Just take our family. We did have a tree with lots of lovely golden cherubs (my husband is an ex-choirboy after all) plus huge butterflies, eagles and doves. This first confused, then amused, Vera, my mother-in-law from Shoreham, who had met one black person in her life before I turned up, a Muslim divorcee with a young son.

I wore a sari, mainly to reassure myself that I was maintaining my eastern credentials. My mother Jena came and conspicuously prayed with her tasbi ( prayer beads) through the day. Her English is somewhat limited by the fact that she taught herself the language by watching soap operas and Crimewatch, and reading Woman's Own.

The two women hugged a lot and spoke viciously about thieves and asylum seekers.
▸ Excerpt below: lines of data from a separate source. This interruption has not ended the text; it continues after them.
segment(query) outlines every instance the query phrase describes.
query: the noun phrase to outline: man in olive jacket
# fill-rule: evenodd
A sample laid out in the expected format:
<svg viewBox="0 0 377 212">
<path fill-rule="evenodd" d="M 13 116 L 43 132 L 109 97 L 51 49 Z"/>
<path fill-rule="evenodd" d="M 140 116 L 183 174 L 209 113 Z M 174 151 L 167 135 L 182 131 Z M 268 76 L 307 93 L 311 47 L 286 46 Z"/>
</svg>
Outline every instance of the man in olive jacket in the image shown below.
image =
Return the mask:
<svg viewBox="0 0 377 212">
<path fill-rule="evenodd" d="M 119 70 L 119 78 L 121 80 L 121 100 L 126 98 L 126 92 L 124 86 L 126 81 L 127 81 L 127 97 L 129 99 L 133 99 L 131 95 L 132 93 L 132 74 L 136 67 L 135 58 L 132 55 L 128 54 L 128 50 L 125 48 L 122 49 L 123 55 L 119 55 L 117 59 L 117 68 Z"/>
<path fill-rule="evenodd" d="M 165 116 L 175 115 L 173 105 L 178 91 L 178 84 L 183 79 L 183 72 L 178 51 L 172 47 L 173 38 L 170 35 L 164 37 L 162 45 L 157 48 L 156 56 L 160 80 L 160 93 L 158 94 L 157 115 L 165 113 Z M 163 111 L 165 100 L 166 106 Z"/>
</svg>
Vera is hard of hearing though she denies this, so during our conversations, when I failed to understand her strange replies, she repeated her sentences to me very slowly as if I was a deaf Croat.

Colin, my husband, teased Jena by telling her he had stuffed the turkey with pork. She told him eating "pig meat" would make him heartless. We paid for Vera to come to us by taxi. She was overwhelmed and told us stories about the poverty she had grown up in.

Her gratitude was unexpected and I informed her that as the mother-in- law of an Asian woman she could demand a whole lot more and even slap me around if I irritated her. She seemed very troubled by this. Then there was the Canadian, married to my cousin, who is our daughter's godmother; and my son, now studying in Edinburgh, who is becoming an ardent Scotsman. It was not a day in Hello!, but it was happy, funny, fraught too, and unpredictably affirming.

I wish these changes were better understood by the ignoramus commentators who use this time of the year to decry multiculturalism, because their precious children are heard singing songs from foreign parts or the lights in the streets of Birmingham are too secular (unlike the lights in Regent Street, which feature the new Christian God Tango) or because in their eyes it is our presence that is killing off Christianity. They rail against these things because, unlike us, they are now in a state of panic about who they are and are desperate not to let go of the false images of cultural purity and perfection.

Devolution is likely to heighten this insecurity. But New Britain already exists. It is a country where de facto integration has surpassed our understanding of it. This is what I found when I was researching my forthcoming book on multiculturalism (to be published by the Institute of Public Policy Research). Social and racial fissures do of course still exist and blight lives, but the story is much more positive than either cultural pedants or adamant ant-racists want to believe.

Political leaders must develop a different narrative about pluralism so that people are able to respond with pride rather than prejudice to what has been achieved. Gordon Brown, the Chancellor, seems to be leading the way. A month ago, he made a powerful statement: "There are those who would retreat from an expansive idea of Britishness into a constricted shell of right-wing English nationalism. My vision of Britain comes not from uniformity but from celebrating diversity. I understand Britishness as being outward-looking, open, internationalist, with a commitment to democracy."

This understanding is already being lived out in Britain by its newest immigrant communities. Perhaps in time their way of living can serve as a model for others.

Have a Happy Multicultural New Year.